(1 October 2024 – United States) Apollo Global Management aims to more than double in size over the next five years, targeting $1.5 trillion in assets under management by 2029.
This ambitious growth plan, revealed by CEO Marc Rowan, positions Apollo as one of the largest debt underwriters globally, reflecting a shift as companies increasingly rely on private capital for credit instead of traditional banks.
During Tuesday’s investor day, Rowan declared the dominance of Wall Street banks over, with asset managers like Apollo now taking the lead in high finance. Despite this, Apollo remains aligned with large banks, announcing plans to expand partnerships following recent lending ventures with Citigroup and BNP Paribas.
Apollo’s evolution from a small private equity firm focused on leveraged buyouts to a major player in corporate and consumer finance reflects the broader expansion of the private equity industry.
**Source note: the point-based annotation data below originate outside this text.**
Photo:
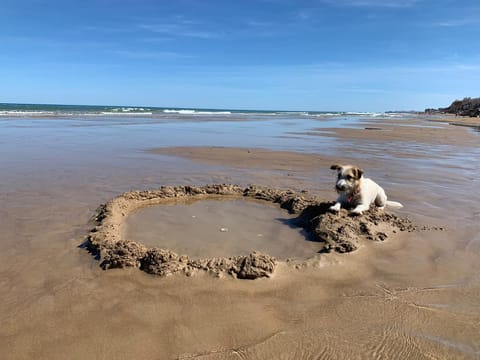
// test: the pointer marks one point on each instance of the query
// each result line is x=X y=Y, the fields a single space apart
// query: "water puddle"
x=220 y=228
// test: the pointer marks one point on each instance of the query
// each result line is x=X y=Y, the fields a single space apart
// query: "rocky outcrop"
x=466 y=107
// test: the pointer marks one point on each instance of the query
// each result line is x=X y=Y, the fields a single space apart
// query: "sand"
x=413 y=295
x=341 y=232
Key to its success is Athene, an insurer owned by Apollo, which provides a steady stream of low-cost capital, with $33 billion in reserves and funding costs around half the industry average.
Fuelling Apollo’s ambitions are also what it sees as enormous opportunities to make loans to utilities, data centres and renewable infrastructure companies that will have trillions of dollars in capital needs but often require specially tailored financings.
If Apollo meets the new targets set by Rowan — including originating $275bn in debt annually within five years — it would make the group one of the biggest debt underwriters on Wall Street, surpassing the likes of JPMorgan which was the largest player in the market last year, according to data provider LSEG.
Rowan ruled out large acquisitions as part of the group’s strategy despite a wave of consolidation in the asset management industry highlighted by BlackRock’s $12.5bn acquisition of Global Infrastructure Partners, which closed on Tuesday. “I don’t see significant M&A for us on the horizon,” said Rowan.